By MARSHA MERCER
On the 70th anniversary of the Japanese attack on Pearl Harbor, eye witnesses once again will tell their personal stories of Dec. 7, 1941.
Survivors will share first-hand accounts in Hawaii, the U.S. Navy Memorial in Washington, the National World War II Museum in New Orleans and in countless cities and towns across the country.
Our time in the circle of living history is short, and the rest of us should treasure this moment. All too soon, the memories of the brave men and women who served in World War II will be available only on video, audio recording and written word.
Chapters of the Pearl Harbor Survivors Association are wrapping up their final meetings. Founded in 1958, the national organization will return its charter to Congress and close down at the end of the month because of declining membership.
“We’ve run a course and I think we’ve had a good course to run,” Bob Kerr, a director of the survivors group, told NPR.
We’re losing about 740 World War II veterans every day, and the Veterans Administration estimates that by Veterans Day 2036, not one World War II veteran will remain.
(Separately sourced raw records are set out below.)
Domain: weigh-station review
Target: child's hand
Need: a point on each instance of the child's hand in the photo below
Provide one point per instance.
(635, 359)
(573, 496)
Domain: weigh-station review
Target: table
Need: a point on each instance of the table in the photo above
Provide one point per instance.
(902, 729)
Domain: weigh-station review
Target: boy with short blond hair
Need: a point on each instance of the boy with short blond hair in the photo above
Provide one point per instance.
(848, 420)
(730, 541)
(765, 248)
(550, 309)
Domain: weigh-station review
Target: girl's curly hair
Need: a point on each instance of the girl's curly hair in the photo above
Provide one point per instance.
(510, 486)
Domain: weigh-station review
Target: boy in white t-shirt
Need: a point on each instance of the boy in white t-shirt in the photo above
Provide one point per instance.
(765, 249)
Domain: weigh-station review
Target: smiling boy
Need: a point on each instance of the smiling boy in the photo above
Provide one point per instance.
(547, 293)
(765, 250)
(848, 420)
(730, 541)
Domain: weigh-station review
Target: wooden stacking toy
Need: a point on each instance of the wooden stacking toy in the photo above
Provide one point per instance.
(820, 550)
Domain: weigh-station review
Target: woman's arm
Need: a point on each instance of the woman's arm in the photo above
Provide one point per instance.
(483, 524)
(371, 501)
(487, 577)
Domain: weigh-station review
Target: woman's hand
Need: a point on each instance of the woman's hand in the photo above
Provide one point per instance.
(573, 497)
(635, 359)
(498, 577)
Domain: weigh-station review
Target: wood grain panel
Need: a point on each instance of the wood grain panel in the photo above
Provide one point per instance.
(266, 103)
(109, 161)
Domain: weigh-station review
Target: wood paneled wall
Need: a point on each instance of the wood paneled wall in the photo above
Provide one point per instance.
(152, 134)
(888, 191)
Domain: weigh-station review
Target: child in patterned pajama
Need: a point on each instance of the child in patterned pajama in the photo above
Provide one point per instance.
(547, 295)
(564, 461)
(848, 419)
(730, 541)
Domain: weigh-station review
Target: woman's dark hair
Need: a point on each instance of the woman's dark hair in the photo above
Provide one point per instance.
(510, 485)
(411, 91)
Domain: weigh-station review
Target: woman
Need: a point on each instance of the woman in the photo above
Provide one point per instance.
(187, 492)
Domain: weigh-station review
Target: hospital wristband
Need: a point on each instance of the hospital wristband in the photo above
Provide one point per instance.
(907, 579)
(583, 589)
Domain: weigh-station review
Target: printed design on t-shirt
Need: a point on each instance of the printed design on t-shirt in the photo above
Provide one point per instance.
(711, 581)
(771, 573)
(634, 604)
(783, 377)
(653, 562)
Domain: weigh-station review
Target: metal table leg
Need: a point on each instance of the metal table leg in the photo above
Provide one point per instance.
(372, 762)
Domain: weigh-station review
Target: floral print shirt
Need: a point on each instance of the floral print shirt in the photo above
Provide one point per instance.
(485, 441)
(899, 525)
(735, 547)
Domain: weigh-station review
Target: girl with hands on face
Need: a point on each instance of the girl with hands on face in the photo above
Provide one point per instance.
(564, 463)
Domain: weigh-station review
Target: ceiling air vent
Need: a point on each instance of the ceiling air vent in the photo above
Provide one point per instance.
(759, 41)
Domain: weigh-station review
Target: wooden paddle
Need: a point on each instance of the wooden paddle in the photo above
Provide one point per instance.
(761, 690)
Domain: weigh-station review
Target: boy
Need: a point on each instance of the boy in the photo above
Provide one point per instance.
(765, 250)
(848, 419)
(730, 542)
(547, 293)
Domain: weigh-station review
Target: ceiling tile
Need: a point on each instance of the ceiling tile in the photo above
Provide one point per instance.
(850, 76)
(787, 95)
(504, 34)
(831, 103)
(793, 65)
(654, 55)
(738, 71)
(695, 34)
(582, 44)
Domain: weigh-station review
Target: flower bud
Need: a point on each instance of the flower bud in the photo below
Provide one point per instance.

The question arises how -- and whether – Americans will Remember Pearl Harbor and World War II after the survivors and we who heard them tell their stories are gone.
It may seem preposterous to think that Americans might forget Pearl Harbor, where 2,400 Americans died in the surprise attack that blasted the nation into World War II. Or that we might slide away from World War II, Everybody’s War, where 291,000 died in combat and 114,000 died outside combat theaters. Tom Brokaw has immortalized “The Greatest Generation” for all time, right?
And yet, do we “Remember the Maine”? Do we “Remember the Lusitania”? Cataclysmic events in their day, they no longer strike a chord with most Americans.
The Battleship USS Maine blew up Feb. 15, 1898 in Havana harbor, killing 260 American sailors. The cause of the explosion was unknown, but the masters of yellow journalism blamed Spain, and soon the country was fighting the Spanish-American War.
The cruise ship Lusitania was torpedoed by a German U-boat off the coast of England May 7, 1915 and sank in 18 horrifying minutes, killing 1,200 men, women and children. among them 123 Americans. American public opinion turned against Germany, and the United States entered World War I two years later.
America’s last surviving veteran of the War to End All Wars died earlier this year. Frank Buckles was 110.
When most members of Congress were veterans of World War II, we could count on them to remember – even though we didn’t need them to do so. Today, only one in five members of Congress has even served in the military.
The two House members who co-sponsored the resolution for this year’s National Pearl Harbor Remembrance Day, are both World War II vets -- Rep. Ralph M. Hall, R-Tex., 88, and Rep. John Dingell, D-Mich., 85.
President Franklin D. Roosevelt declared Dec. 7, 1941, “a date which would live in infamy,” but global politics quickly intervened.
Just 10 years after the attack, Pearl Harbor was downplayed in the news media, says historian Jon Wiener at the University of California, Irvine.
“In fact, on Dec. 7, 1951, Pearl Harbor wasn’t remembered, at least not prominently in the major newspapers and magazines,” Wiener wrote in The Los Angeles Times. The 10th anniversary received little commemoration for very practical reasons.
“In 1951, the U.S. was fighting a new war on the Korean peninsula, and had just signed a security treaty with Japan, which made it a crucial ally and staging base for the Korean War. Remembering Pearl Harbor could interfere with the nation’s new mission,” Wiener wrote.
Searching newspaper archives, Wiener found a 10th anniversary editorial in The Washington Post that encouraged Americans to look ahead, not back, to foster harmonious Japanese-American relations in light of the Communist threat in Asia.
It's astonishing, knowing how much newspapers like anniversary stories, but neither the New York Times not Los Angeles Times mentioned Pearl Harbor the front page on Dec. 7, 1951.
A column in L.A. Times began, “This is the day on which innumerable Americans…will be tempted to go about boring other Americans to death with their reminiscences of where they were and exactly how they heard the news” of Pearl Harbor.
That’s harsh. Fortunately, our attitudes have mellowed, and there’s still time to listen to history’s witnesses share their memories of 70 years ago.